Although Bank of Uganda has been proactive in addressing inflation, IMF says upside risks remain.

“Monetary policy should remain data dependent, loosening only as inflation risks recede, to bring core inflation back to the central bank target.”

“Pursuing fiscal consolidation and maintaining a flexible exchange rate will help rebuild international reserves to safer levels. Limiting intervention in the foreign exchange market to situations of excess volatility will also help the economy adjust to external pressures and maintain competitiveness,” Bo Li said.

Public Debt

Despite warnings from the Auditor General and the significant increase in its public debt, Uganda still secured this loan.

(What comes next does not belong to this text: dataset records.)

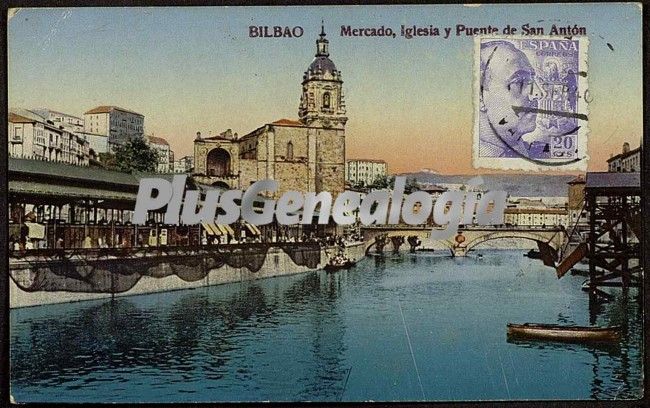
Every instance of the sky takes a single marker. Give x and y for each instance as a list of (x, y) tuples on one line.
[(409, 102)]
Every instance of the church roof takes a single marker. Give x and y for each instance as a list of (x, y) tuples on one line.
[(322, 63)]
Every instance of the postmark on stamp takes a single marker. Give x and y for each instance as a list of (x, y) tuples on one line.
[(530, 103)]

As per the Auditor General’s findings in the report for the fiscal year 2022/23, the cumulative public debt by June 30, 2023, reached a substantial figure of 96.168 trillion shillings. This sum is composed of a Domestic Debt Stock of 43.696 trillion shillings, representing 45.4%, and an External Debt Stock of 52.472 trillion shillings, accounting for 54.6%.

Economic experts have repeatedly voiced concerns regarding the troubling pattern of Uganda’s escalating debt.

“As our debt stock is increasing, our domestic revenue is not meeting the targets, but in order for us to meet the obligations of paying debts, it is increasingly eating away on the money which would have been available for ordinary services like health, education, roads and others. That is a concern that we need to take note of,” the Programme and Policy Advisor for Civil Society Budget Advocacy Group (CSBAG), Jeff Wadulo said recently.

However, Ggoobi says Uganda’s public debt remains sustainable.

Within the span of one year (2023), Uganda’s debt surged by 9.329 trillion shillings, marking a 10.74% increase from the previous year’s debt of 86.839 trillion as of June 30, 2022. This rise is attributed to a notable expansion in government expenditure that has outpaced the collection of domestic revenue.

This indicates that Uganda’s public debt is increasing at a pace significantly exceeding the growth rate of its GDP, which expanded from 132.09 trillion shillings in the fiscal year 2018/19 to 184.895 trillion shillings in the fiscal year 2022/23.